About NYU Press

A publisher of original scholarship since its founding in 1916, New York University Press is a department of the New York University Division of Libraries. Working across the humanities and social sciences, NYU Press has award-winning lists in sociology, law, cultural and American studies, religion, American history, anthropology, politics, criminology, media and communication, literary studies, and psychology. Several key themes or topics, especially race, ethnicity, gender, and youth studies, unify all our publishing disciplines.

NYU Press publishes over 110 new books each year, with a backlist of nearly 3,000 titles in print and annual sales revenue of $4.5 million. All our books are published in simultaneous print and ebook formats, and are available from a wide array of retailers.

Recent new book series at the Press include Biopolitics, American in the Long 19th Century, Postmillenial Pop, Warfare and Culture, and the Goldstein-Goren Series in American Jewish History.

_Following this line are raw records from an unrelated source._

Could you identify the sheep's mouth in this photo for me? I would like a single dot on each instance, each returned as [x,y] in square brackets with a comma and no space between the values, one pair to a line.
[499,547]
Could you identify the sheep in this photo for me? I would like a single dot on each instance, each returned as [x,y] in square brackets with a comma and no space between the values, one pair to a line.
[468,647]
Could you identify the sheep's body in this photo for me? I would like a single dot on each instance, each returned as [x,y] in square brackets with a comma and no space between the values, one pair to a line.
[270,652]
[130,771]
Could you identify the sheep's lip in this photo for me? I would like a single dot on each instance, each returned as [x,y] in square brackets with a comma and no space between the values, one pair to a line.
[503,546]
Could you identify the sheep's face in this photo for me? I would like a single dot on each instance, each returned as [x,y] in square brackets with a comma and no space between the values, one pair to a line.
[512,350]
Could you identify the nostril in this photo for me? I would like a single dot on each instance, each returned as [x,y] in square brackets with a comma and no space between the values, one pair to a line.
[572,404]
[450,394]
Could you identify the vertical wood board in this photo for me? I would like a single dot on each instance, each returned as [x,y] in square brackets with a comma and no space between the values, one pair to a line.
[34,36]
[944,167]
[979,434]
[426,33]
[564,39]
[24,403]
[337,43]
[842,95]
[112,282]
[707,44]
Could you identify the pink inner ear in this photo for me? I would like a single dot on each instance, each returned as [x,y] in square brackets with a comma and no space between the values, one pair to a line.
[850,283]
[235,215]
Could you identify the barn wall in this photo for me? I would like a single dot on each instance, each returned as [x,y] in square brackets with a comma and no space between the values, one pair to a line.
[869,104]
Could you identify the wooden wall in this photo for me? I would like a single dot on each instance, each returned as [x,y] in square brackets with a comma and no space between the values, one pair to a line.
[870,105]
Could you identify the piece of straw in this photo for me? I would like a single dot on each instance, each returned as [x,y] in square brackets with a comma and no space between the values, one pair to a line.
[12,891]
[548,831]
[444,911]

Our key co-publishing programs include the American Literatures Initiative and the Early American Places series—university press publishing collaborations funded by The Andrew W. Mellon Foundation, which supports the publication of first book by scholars. The Press also co-publishes the Clay Sanskrit Library, and, most recently, with the NYU Abu Dhabi Institute, the Library of Arabic Literature. We also serve as the distributor of Monthly Review Press books.

NYU Press has been a member of the Association of American University Presses (AAUP) since 1937. Our office is located one block south of Union Square in Manhattan.